R1 - HKCU\Software\Microsoft\Internet Explorer\Main,Start Page_bak = Play Games, Free Online Games at AddictingGames
O2 - BHO: SDWin32 Class - {31822611-3879-4A74-A9AA-416B6AB0F09A} - C:\WINDOWS\System32\dpylg.dll (file missing)
O2 - BHO: (no name) - {D80C4E21-C346-4E21-8E64-20746AA20AEB} - (no file)

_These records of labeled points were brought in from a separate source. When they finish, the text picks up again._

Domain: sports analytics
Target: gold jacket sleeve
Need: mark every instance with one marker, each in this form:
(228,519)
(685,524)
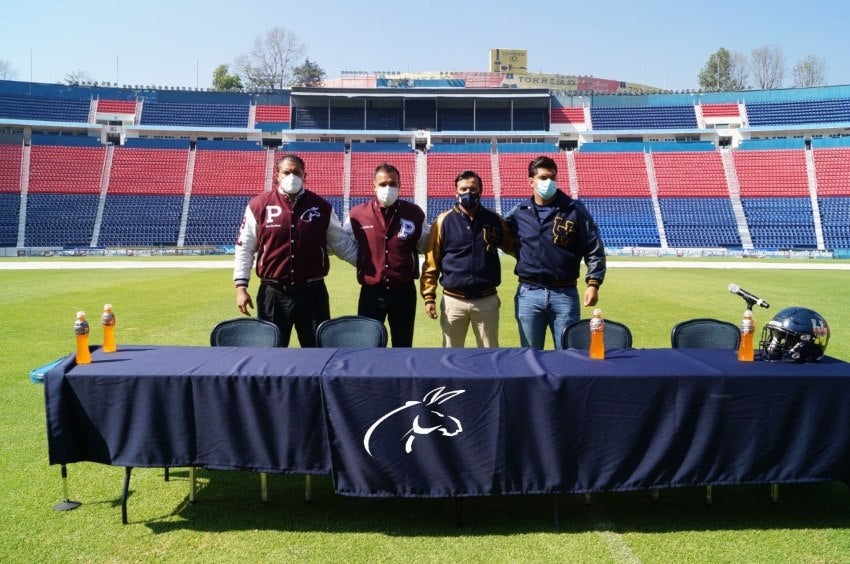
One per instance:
(430,266)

O2 - BHO: Viewpoint Toolbar BHO - {A7327C09-B521-4EDB-8509-7D2660C9EC98} - C:\Program Files\Viewpoint\Viewpoint Toolbar\ViewBarBHO.dll

O4 - HKCU\..\Run: [LDM] C:\Program Files\Logitech\Desktop Messenger\8876480\Program\BackWeb-8876480.exe

O8 - Extra context menu item: &Viewpoint Search - res://C:\Program Files\Viewpoint\Viewpoint Toolbar\ViewBar.dll/CXTSEARCH.HTML

O9 - Extra button: WeatherBug - {AF6CABAB-61F9-4f12-A198-B7D41EF1CB52} - C:\PROGRA~1\AWS\WEATHE~1\Weather.exe (HKCU)

[duckingzebra]

ok i ran hijackthis again and selected and fixed the problems u mentioned, rescanned and they didnt come up again, so no more trojans? i also dloaded and installed antivir and deleted etrust and when a-squared is done dloading im gonna reboot in safe mode and scan my comp with antivir, a-squared, sb search and destrtoy, and adaware se. so that might take a while, so when i can get rebooted again in normal mode, cause it wont let me access the internet in safe mode, ill report back and have u walk me through getting rid of those to programs on my desktop, cause there still there. nice catch on those trojans though screwball. ok so ill talk to you guys in a little while, which will probably be a lot while cause my comp is slow...lol

Updade:
ok i rebooted in safe mode and ran antivir, a-squared, sb s&d, and adaware se, and got rid of a lot of crap including a couple of trojans. and i had hijackthis delete those programs on a reboot and there gone, so i think problem solved.